A Citizen Lab report released today says there's strong evidence that the Islamic jihadist group sent the phishing email in late November, but it's not conclusive.
"This bears little resemblance to anything we've seen from the usual suspects," said report co-author John Scott-Railton. "That, combined with who they are targeting … gives us pause and makes us think that maybe we're looking at ISIS malware."
If ISIS is responsible for the attempted attack on the citizen media group, it could mark an early warning sign that the group is embracing a new tactic in its fight to establish a caliphate.
Scott-Railton says that prospect should be "very concerning" for opponents of the Islamic State in Iraq and Syria, including humanitarian organizations, citizen media groups and Western governments.

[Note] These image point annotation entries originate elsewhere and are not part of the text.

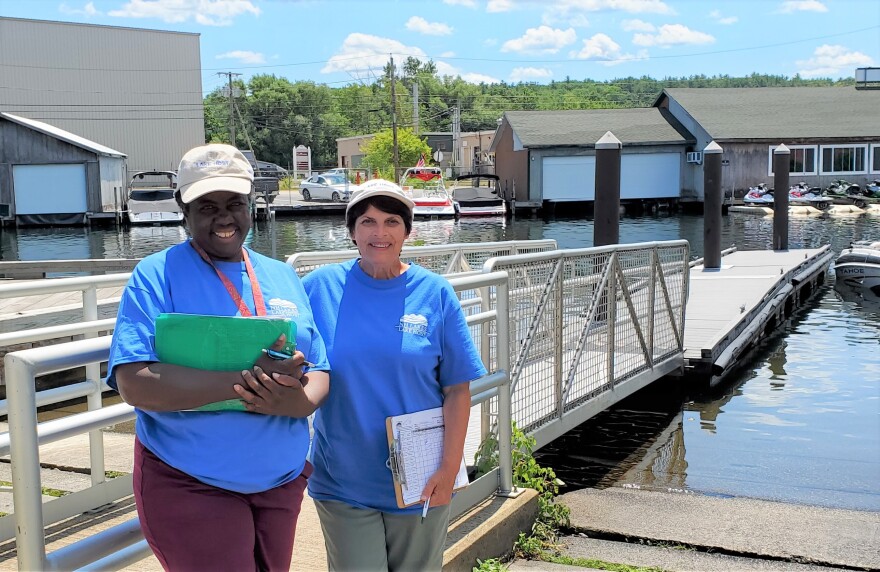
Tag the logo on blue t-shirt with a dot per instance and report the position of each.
(413, 324)
(279, 307)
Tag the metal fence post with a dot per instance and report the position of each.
(505, 409)
(24, 451)
(93, 374)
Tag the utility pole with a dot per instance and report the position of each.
(231, 95)
(456, 137)
(394, 122)
(416, 106)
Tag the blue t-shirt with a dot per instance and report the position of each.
(394, 345)
(237, 451)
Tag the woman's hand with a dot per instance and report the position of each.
(439, 487)
(274, 394)
(291, 366)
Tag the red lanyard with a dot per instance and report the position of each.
(259, 303)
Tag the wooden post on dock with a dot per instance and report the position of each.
(712, 205)
(781, 163)
(606, 210)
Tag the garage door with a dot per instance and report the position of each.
(569, 178)
(642, 176)
(650, 176)
(49, 189)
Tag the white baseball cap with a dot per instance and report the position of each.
(214, 167)
(379, 188)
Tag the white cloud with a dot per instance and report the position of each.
(541, 40)
(477, 78)
(244, 57)
(725, 20)
(832, 61)
(802, 6)
(601, 48)
(637, 26)
(630, 6)
(527, 74)
(422, 26)
(364, 55)
(671, 35)
(217, 13)
(87, 10)
(499, 6)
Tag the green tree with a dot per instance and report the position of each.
(379, 151)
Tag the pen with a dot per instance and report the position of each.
(425, 509)
(281, 355)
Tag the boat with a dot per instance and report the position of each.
(478, 195)
(802, 194)
(425, 186)
(859, 265)
(150, 198)
(759, 195)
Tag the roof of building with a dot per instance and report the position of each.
(781, 113)
(63, 135)
(582, 128)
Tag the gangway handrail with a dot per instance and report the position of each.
(122, 544)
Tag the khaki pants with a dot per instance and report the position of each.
(369, 540)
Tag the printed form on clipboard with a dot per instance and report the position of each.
(415, 447)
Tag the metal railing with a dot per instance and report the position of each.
(589, 327)
(442, 259)
(123, 544)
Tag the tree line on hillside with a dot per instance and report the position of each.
(274, 114)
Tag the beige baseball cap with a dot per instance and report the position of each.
(214, 167)
(379, 188)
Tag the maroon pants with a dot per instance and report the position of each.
(191, 526)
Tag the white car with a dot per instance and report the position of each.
(327, 187)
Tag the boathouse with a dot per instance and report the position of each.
(51, 176)
(832, 132)
(551, 156)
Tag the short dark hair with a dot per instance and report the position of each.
(384, 204)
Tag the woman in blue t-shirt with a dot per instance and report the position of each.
(218, 490)
(398, 343)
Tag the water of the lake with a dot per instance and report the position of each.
(799, 422)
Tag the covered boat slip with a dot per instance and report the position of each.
(731, 308)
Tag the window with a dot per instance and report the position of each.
(844, 159)
(801, 161)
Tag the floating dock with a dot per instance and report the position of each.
(732, 308)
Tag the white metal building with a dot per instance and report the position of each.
(138, 91)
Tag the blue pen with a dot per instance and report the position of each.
(425, 509)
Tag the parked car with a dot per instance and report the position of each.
(266, 186)
(327, 187)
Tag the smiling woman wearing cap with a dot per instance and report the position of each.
(218, 490)
(399, 343)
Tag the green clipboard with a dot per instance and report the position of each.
(219, 343)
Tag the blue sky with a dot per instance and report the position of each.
(337, 42)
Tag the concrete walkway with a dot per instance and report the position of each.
(690, 532)
(487, 530)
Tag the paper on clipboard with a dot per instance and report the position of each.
(415, 444)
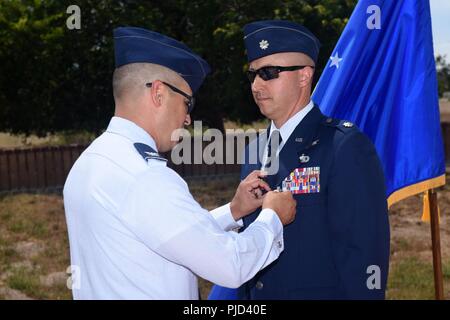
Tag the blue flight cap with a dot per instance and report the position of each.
(133, 45)
(263, 38)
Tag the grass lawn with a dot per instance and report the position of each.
(34, 246)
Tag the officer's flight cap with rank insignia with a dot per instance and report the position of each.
(133, 45)
(263, 38)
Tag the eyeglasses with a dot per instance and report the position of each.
(271, 72)
(190, 99)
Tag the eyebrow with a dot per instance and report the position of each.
(266, 65)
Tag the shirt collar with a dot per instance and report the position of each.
(289, 126)
(131, 131)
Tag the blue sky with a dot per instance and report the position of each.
(440, 19)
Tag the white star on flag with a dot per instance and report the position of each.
(335, 60)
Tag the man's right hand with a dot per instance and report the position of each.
(283, 204)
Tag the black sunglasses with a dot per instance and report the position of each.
(190, 99)
(271, 72)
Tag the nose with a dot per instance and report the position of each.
(187, 120)
(257, 84)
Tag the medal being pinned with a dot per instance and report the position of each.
(302, 180)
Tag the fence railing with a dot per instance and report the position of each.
(46, 168)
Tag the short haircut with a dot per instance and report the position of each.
(129, 80)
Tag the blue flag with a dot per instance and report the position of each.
(382, 76)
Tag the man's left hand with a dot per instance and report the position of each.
(249, 194)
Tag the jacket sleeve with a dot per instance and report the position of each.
(359, 224)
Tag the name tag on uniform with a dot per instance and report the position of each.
(302, 180)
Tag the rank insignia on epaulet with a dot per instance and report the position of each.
(148, 153)
(330, 122)
(347, 124)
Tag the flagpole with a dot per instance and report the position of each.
(436, 245)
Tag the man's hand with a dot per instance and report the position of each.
(249, 195)
(282, 203)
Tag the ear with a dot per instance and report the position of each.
(157, 93)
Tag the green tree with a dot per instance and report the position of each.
(443, 74)
(56, 79)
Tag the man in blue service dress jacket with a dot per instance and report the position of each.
(135, 231)
(338, 248)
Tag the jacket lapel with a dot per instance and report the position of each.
(302, 138)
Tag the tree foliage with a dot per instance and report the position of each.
(443, 74)
(56, 79)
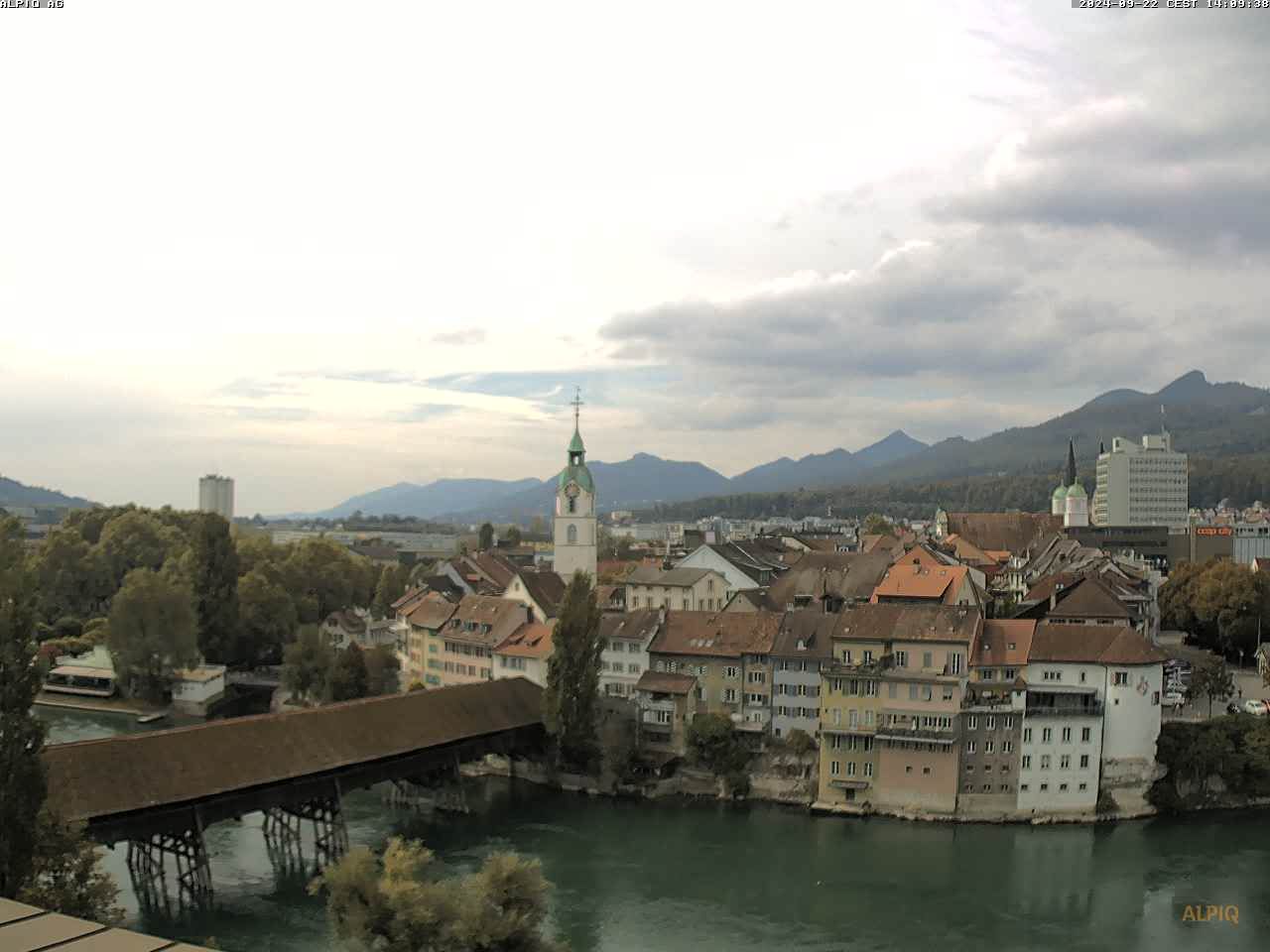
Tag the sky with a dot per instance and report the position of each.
(326, 246)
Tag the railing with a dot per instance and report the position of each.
(1091, 710)
(924, 734)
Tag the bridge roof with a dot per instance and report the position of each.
(94, 778)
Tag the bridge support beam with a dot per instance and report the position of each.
(282, 826)
(146, 866)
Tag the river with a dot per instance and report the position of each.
(703, 876)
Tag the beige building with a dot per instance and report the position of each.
(1142, 485)
(677, 589)
(730, 657)
(890, 705)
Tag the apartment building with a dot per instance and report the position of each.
(666, 703)
(890, 706)
(1142, 485)
(465, 644)
(425, 619)
(679, 589)
(624, 657)
(803, 644)
(525, 653)
(730, 657)
(1091, 716)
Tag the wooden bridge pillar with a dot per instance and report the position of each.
(146, 866)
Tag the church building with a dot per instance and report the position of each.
(575, 530)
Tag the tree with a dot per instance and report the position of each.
(572, 693)
(307, 664)
(213, 576)
(395, 904)
(66, 875)
(22, 774)
(381, 670)
(267, 619)
(1213, 680)
(153, 630)
(42, 861)
(348, 678)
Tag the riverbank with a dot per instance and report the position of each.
(690, 783)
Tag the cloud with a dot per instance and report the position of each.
(463, 336)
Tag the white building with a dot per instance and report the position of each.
(1142, 485)
(575, 531)
(216, 495)
(1091, 716)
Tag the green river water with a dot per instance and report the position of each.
(706, 876)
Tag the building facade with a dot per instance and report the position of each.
(1142, 484)
(576, 543)
(216, 495)
(679, 589)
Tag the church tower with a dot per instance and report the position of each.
(575, 531)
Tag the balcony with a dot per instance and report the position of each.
(841, 669)
(1091, 708)
(920, 734)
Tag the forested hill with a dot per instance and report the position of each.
(13, 493)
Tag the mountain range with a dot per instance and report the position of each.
(13, 493)
(1206, 419)
(631, 484)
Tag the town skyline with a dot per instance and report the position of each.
(724, 261)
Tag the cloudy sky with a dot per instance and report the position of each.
(326, 246)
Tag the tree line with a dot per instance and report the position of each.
(164, 588)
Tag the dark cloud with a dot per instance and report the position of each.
(462, 336)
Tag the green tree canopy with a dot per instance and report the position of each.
(348, 678)
(399, 905)
(22, 774)
(571, 699)
(267, 617)
(153, 630)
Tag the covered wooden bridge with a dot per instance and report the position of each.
(158, 791)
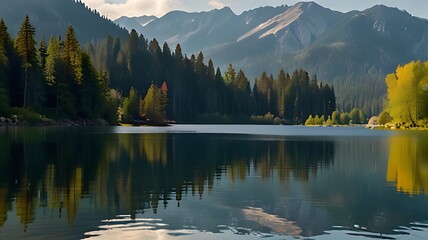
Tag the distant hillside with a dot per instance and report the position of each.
(52, 17)
(136, 23)
(353, 51)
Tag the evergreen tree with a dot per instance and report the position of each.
(155, 103)
(229, 76)
(71, 54)
(26, 49)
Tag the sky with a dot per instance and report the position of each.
(114, 9)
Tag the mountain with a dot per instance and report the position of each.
(136, 23)
(353, 51)
(52, 17)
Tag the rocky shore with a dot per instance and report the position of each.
(14, 121)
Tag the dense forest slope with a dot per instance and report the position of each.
(354, 51)
(52, 17)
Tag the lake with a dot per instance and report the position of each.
(213, 182)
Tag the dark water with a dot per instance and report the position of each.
(213, 182)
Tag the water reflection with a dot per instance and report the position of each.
(408, 164)
(238, 184)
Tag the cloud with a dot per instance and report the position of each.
(114, 9)
(216, 4)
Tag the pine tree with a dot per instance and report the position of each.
(71, 54)
(26, 49)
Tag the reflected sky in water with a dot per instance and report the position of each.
(212, 182)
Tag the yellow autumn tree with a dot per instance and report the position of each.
(408, 93)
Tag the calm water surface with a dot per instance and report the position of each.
(213, 182)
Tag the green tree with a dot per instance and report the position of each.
(384, 118)
(130, 106)
(408, 93)
(154, 104)
(357, 116)
(26, 49)
(345, 118)
(71, 54)
(229, 76)
(335, 118)
(310, 121)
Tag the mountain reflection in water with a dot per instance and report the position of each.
(89, 182)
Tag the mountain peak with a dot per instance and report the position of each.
(309, 12)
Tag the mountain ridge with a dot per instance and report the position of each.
(353, 50)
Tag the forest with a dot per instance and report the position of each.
(137, 80)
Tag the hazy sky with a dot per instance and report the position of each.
(116, 8)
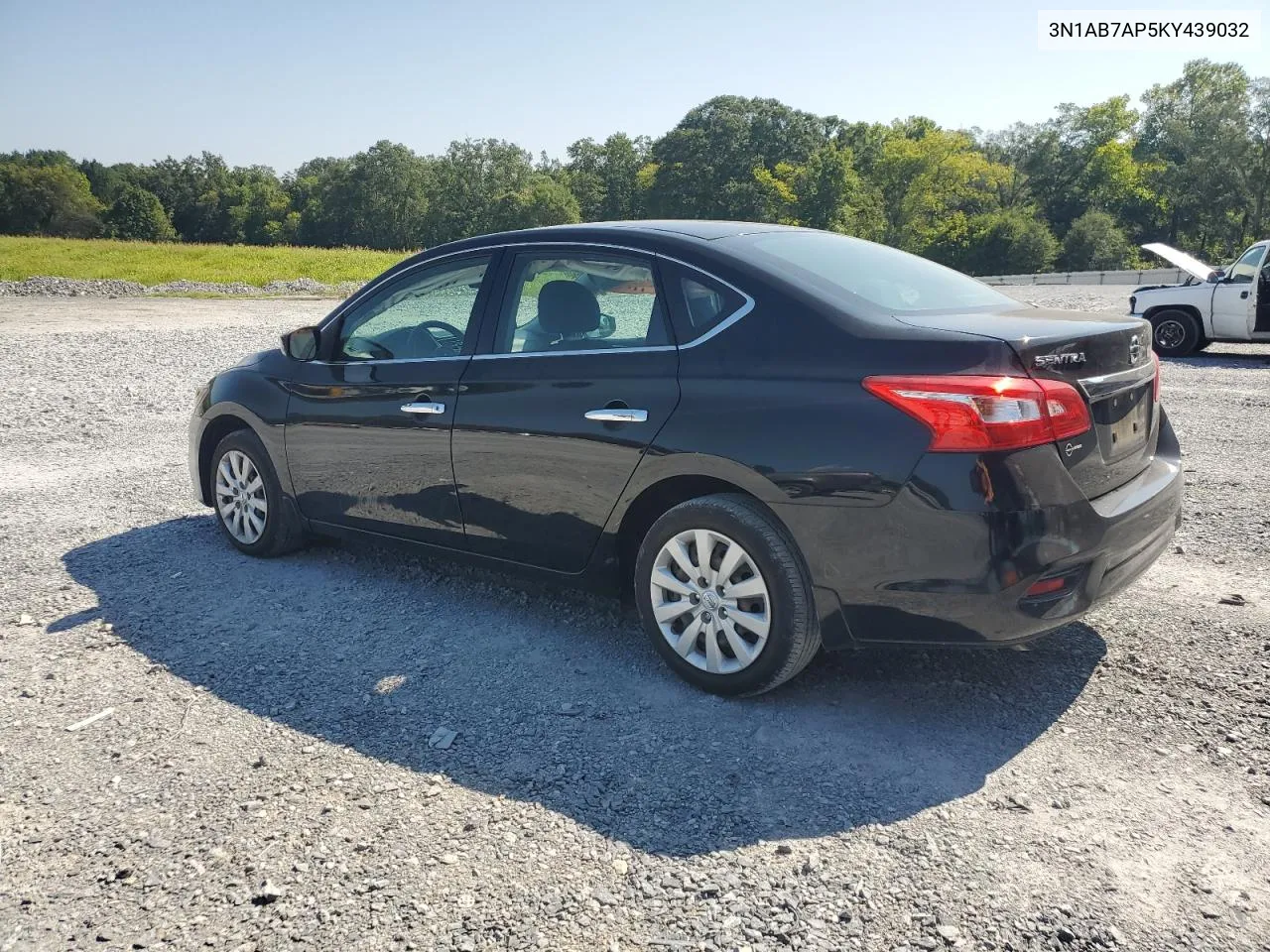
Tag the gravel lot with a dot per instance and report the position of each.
(264, 778)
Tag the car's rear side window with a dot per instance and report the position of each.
(707, 303)
(578, 301)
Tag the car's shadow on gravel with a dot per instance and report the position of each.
(558, 698)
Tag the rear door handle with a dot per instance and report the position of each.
(615, 416)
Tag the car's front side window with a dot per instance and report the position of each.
(1243, 271)
(559, 302)
(421, 315)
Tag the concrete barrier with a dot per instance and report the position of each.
(1152, 276)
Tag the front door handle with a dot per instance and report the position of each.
(617, 416)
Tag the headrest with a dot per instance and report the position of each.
(566, 307)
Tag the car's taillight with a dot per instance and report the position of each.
(985, 413)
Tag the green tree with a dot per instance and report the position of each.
(604, 177)
(48, 199)
(543, 202)
(705, 166)
(933, 181)
(139, 216)
(1095, 243)
(379, 198)
(1006, 241)
(1197, 131)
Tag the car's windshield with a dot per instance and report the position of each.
(855, 271)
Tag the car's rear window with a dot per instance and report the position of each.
(851, 271)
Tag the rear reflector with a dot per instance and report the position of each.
(966, 414)
(1046, 587)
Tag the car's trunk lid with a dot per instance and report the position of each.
(1106, 357)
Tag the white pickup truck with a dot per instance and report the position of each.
(1230, 303)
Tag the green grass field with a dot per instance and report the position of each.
(157, 263)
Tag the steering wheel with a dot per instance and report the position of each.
(449, 339)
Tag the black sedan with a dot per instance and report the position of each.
(775, 439)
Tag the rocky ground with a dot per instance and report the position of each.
(357, 749)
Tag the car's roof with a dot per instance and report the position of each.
(676, 231)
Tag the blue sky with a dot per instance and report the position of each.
(278, 82)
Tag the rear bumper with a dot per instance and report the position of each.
(952, 557)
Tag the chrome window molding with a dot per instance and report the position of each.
(746, 307)
(376, 362)
(661, 348)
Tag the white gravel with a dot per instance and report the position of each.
(45, 286)
(272, 767)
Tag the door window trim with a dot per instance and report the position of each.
(517, 246)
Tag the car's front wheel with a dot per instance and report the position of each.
(724, 595)
(248, 498)
(1175, 333)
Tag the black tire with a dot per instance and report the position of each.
(284, 531)
(794, 634)
(1175, 333)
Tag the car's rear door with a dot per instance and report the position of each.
(572, 380)
(367, 431)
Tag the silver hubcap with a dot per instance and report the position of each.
(710, 602)
(1170, 334)
(240, 497)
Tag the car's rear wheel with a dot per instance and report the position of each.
(248, 499)
(724, 595)
(1174, 333)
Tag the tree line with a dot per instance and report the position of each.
(1078, 191)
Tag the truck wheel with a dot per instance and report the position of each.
(1174, 333)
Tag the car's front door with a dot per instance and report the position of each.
(368, 425)
(572, 381)
(1234, 298)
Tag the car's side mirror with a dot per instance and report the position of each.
(302, 344)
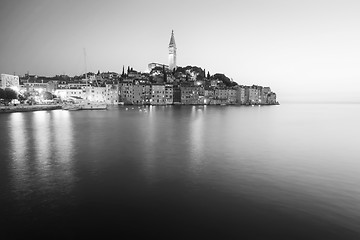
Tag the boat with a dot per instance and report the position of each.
(93, 106)
(85, 106)
(71, 107)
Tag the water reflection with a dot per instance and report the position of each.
(19, 148)
(42, 149)
(197, 138)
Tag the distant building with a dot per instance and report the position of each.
(232, 94)
(158, 94)
(126, 91)
(271, 99)
(151, 66)
(169, 93)
(9, 81)
(240, 95)
(172, 52)
(251, 94)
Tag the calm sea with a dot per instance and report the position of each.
(182, 172)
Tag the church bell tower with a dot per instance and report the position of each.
(172, 52)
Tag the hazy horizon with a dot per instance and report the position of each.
(303, 50)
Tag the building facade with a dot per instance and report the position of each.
(172, 52)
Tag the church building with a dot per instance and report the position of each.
(172, 56)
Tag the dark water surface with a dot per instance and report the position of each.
(182, 172)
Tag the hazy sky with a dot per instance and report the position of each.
(304, 50)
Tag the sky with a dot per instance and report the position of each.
(306, 51)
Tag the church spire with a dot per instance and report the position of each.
(172, 39)
(172, 52)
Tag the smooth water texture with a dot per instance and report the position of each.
(282, 172)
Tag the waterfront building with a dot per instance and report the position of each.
(240, 95)
(158, 94)
(251, 94)
(264, 95)
(9, 81)
(176, 94)
(138, 94)
(172, 52)
(209, 94)
(169, 93)
(271, 99)
(151, 66)
(220, 96)
(126, 91)
(67, 93)
(191, 94)
(112, 94)
(232, 94)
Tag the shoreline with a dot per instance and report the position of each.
(28, 108)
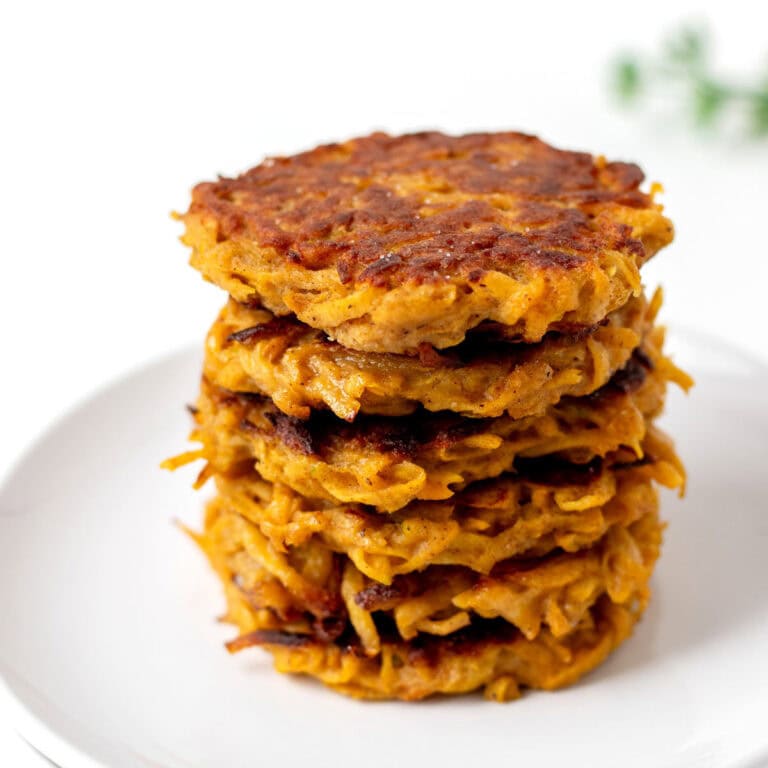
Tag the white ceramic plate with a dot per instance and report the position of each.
(110, 655)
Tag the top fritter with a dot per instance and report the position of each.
(388, 243)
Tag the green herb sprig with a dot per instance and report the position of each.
(686, 61)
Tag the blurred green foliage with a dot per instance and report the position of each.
(684, 63)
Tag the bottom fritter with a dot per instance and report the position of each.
(491, 655)
(536, 622)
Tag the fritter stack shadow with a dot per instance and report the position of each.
(428, 410)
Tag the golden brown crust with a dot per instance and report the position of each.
(388, 242)
(387, 462)
(493, 657)
(480, 526)
(247, 351)
(438, 617)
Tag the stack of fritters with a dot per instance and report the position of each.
(428, 409)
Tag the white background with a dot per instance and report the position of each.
(111, 113)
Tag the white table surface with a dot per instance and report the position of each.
(111, 113)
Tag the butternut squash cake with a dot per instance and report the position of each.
(428, 409)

Canada is part of a U.S.-led coalition fighting ISIS in Iraq and Syria.
Scott-Railton, a research fellow with the Citizen Lab, based at the University of Toronto's Munk School of Global Affairs, says the group analyzed the malware and decided to publish the report to warn others of the potentially dangerous implant.
The malware posed an "extreme threat" to the safety of members of the targeted group, Raqqah Is Being Slaughtered Silently (RSS), he said.
How group targeted
The email sent by hackers was carefully worded to instil the trust of the activists.
"It was clearly done by someone who knew how the group was going to interact and had a pretty good sense that the group would find it credible," said Scott-Railton.
Hackers pretended to represent a group of Syrians residing in Canada who were preparing a news report on life in the northern Syria city of Raqqa, used as the de facto ISIS capital. It was a plausible alias since nearly 41,000 Canadians identify as Syrian.
"We are working with media because we believe in the importance of shedding light on the realities of life in Syria, and Raqqa in particular," the hackers wrote.
The email asked the citizens group to download a link containing its preliminary report and a map of Syria, asking them to check it for accuracy.
The activist decided not to click on the malicious link and instead sent it to an online safety group. The email later ended up in the hands of Citizen Lab analysts, who have spent years examining the use of malware in the Syrian conflict.
If the activist clicked on the link, malware would have have infected their computer and then emailed the attacker its IP address. Each time the activist turned on a computer, the hacker would receive IP information, essentially acting as a beacon to locate the individual.
Many members of Raqqah Is Being Slaughtered Silently are not publicly identified because of safety concerns. However, the beacon would have given the hackers enough information to locate the member in the region, which has few internet cafés, many of which are ISIS run.
A 'unique development'
A large part of the reason Citizen Lab analysts suspect ISIS of the attempted attack is it was "not highly technical" like the ones it's seen over the years from supporters of the Syrian regime.
Nor does it fit with any of the characteristics of Syrian regime-related attacks, which tend to use malware that allows remote access of the target's computer.
ISIS also has clear motivation. The Islamist group has targeted Raqqah Is Being Slaughtered Silently in the past, reportedly kidnapping and killing members.
Recently, ISIS supporters said the group had set up CCTV cameras. One supporter said on social media that the system could be used to track down members of the citizen media group.
Amarnath Amarasingam, a post-doctoral student at Dalhousie University researching radicalization, says ISIS is obsessed about the image projected about it, particularly about Raqqa, the city it uses as a capital.
"It is a kind of unique development in how they control the message," said Amarasingam.
He says ISIS has attracted a number of foreign fighters from all walks of life, from graphic designers to computer scientists, so it's not surprising to see the Islamic State becoming cyber savvy.
Junaid Hussain, a British hacker who was jailed for stealing former U.K. prime minister Tony Blair's address book in 2012 and publishing it, is believed to have travelled to Syria to join ISIS.
Islamic State has expressed interest in electronic surveillance.
Last week, a post to a pro-Islamic State forum carried a proposal for a project that would task a team of computer experts with hacking into the caliphate's enemies, according to the SITE Intelligence Group.